Is this deal, which seems to be a case of throwing in the towel, a good thing for Verizon shares? It should be a positive move, but so far it has not been, and likely will not be, a driving factor for its stock price. (See Verizon stock analysis on TipRanks)
VZ Stock and Exit From Online Media
Much like AT&T (T), a few years ago, this internet and phone provider decided to try its hand as well at diversifying into media. Verizon shied away from acquiring “old media” properties like its rival did via its costly acquisition of Time Warner back in 2018.
Verizon did go with some “old school” names, but they were “old school” in the sense that they were brands that got their start at the dawn of the dotcom era.
In buying up AOL and Yahoo!, Verizon might have believed it could become a major player in the online advertising space. Yet, holding just 2% market share, it has not exactly beaten ad powerhouses Google (GOOGL) and Facebook (FB) at their own game.
In hindsight, it made little sense to try competing with ad-focused tech giants. By admitting defeat now, the company can shift its focus back to what it does best.
Refocus on Telecom Unit
Considering the company’s overall market capitalization of around $243 billion, its ill-fated foray into new media didn’t do much damage. The flip-side, though, is that the sale of its media division does little to help overall prospects for VZ stock.
Sure, with its need for cash in order to capitalize on 5G, the $5 billion in proceeds from the deal will come in handy.
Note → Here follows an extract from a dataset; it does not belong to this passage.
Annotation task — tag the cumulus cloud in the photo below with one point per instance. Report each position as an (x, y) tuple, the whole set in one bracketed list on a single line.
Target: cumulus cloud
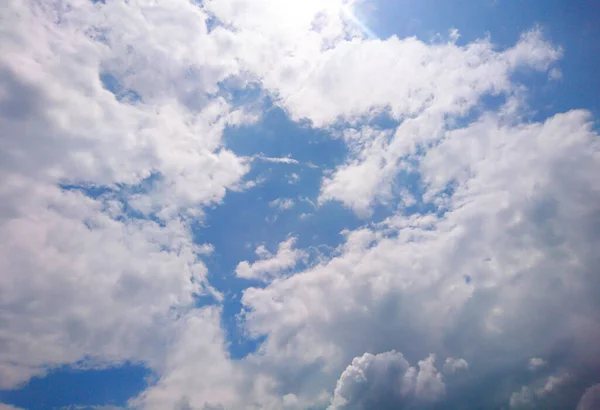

In order to keep up with AT&T and T-Mobile (TMUS), Verizon has to pay large amounts for the airwave spectrum.
Verizon is certainly facing many challenges. However, given that the company is well-established and less levered than rival AT&T, Verizon has a shot at holding the competition at bay. This bodes well for keeping results steady, which in turn will help secure its current dividend payout.
At the same time, investors looking for stocks with appreciation potential will likely look elsewhere. This likely means that the stock, after popping and dropping on the divestiture news, is not likely to shift significantly from its current price levels of around $58 per share.
What Analysts are Saying About VZ Stock
According to TipRanks, VZ stock has a Moderate Buy analyst consensus rating. Out of 13 analyst ratings, 5 rate it a Buy, 8 analysts rate it a Hold, and 0 analysts rate it a Sell.
As for price targets, the average analyst price target on VZ stock today is $61.30 per share, implying around 7.2% upside potential from current price levels. Analyst price targets range from a low of $57 per share to a high of $64 per share.
Bottom Line: Divestiture is a Net Positive, But It’s No Gamechanger
Both AT&T and Verizon entered into the media business around the same time. Interestingly, both are opting to divest these recent holdings at the same time as well. Similar to Verizon’s above-mentioned divestiture, AT&T has just announced plans to merge its media unit with Discovery (DISCA).
After spreading itself too thin, Verizon is smartly trimming down its empire at a time when even its bread-and-butter telecom unit faces challenges of its own. Competition is heating up, and the company is facing pricing pressures. Despite spending heavily to upgrade for the 5G revolution, its ability to raise prices is dubious, given its competitors’ low prices.
Verizon’s ability to generate enough cash flow to service the dividend is vital to its future prospects. In the grand scheme of things, the aforementioned divestiture does little to change the fortunes of VZ stock.
Disclosure: Thomas Niel held no position in any of the stocks mentioned in this article at the time of publication.
Disclaimer: The information contained herein is for informational purposes only. Nothing in this article should be taken as a solicitation to purchase or sell securities.